After informed consent is completed, participants will be scheduled for a session in the
Motion Analysis Laboratory in the SAHP. Patients will have already been asked to wear close
fitting, exercise appropriate clothing to allow marker placement, and prevent marker blocking
during motion analysis. Data collection will begin by collecting the following anthropometric
data: body weight (pounds, converted to kilograms) via a scale, height (inches, converted to
mm) via a tape measure, leg length from ipsilateral anterior superior iliac spine to
ipsilateral medial malleolus bilaterally (cm) via tape measure, and knee and ankle joint
widths (cm) via a caliper. After collection of this data is completed and recorded, the PI
will place reflective markers on the patient's skin via adhesive tape made for this purpose
at the following landmarks bilaterally: ASIS, posterior superior iliac spine, lateral thigh,
knee center of rotation, lateral leg, heel, lateral malleolus, and base of the second
metatarsal. When this set-up is complete, static calibration of the motion analysis system
will take place with the participant standing still in the capture area. When this is
complete, the participant will be allowed a 2-minute warm-up by walking back and forth in the
capture area. When this is completed the participant will be asked to walk at a comfortable
pace across the capture area. Three trials with good force plate contact will be collected.

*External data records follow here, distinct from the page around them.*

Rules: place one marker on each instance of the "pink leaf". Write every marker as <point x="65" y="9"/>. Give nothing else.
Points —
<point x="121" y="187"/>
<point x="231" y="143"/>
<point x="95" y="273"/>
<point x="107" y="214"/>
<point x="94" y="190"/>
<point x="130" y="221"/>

After these three trials are obtained, the patient will lie supine on the mat in the lab, and
will be taught how to perform a TA contraction. A Pathway MR-20 biofeedback device (The
Prometheus Group, Dover, NH, USA) with two electrodes will be placed just medial to the ASISs
on the participant's abdomen. A baseline maximal contraction will be performed supine, and
the amplitude of contraction will be considered maximal voluntary isometric contraction
(MVIC). The device will be set to provide audible feedback at 50% MVIC. The task will be
repeated seated, standing, then ambulating three practice trials on the capture area. The
participant will then be instructed to perform an additional three comfortable paced
ambulation trials with good force plate contact while contracting the TA enough to cause
audible feedback via the biofeedback device. After completing these three trials, the
biofeedback device and reflective markers will be removed, and the participant will have
completed their active participation in the study.
Inclusion Criteria:
- those with medical diagnosis (providing written evidence from a physician, physician
assistant, or nurse practitioner) of knee OA unilaterally or bilaterally.
Exclusion Criteria:
- bilateral total knee arthroplasty, requirement of an assistive device or assistance
with ambulation, spinal diagnoses which contraindicate participation in spinal
stabilization activities, and those currently limited by another lower extremity
pathology at the time of participation.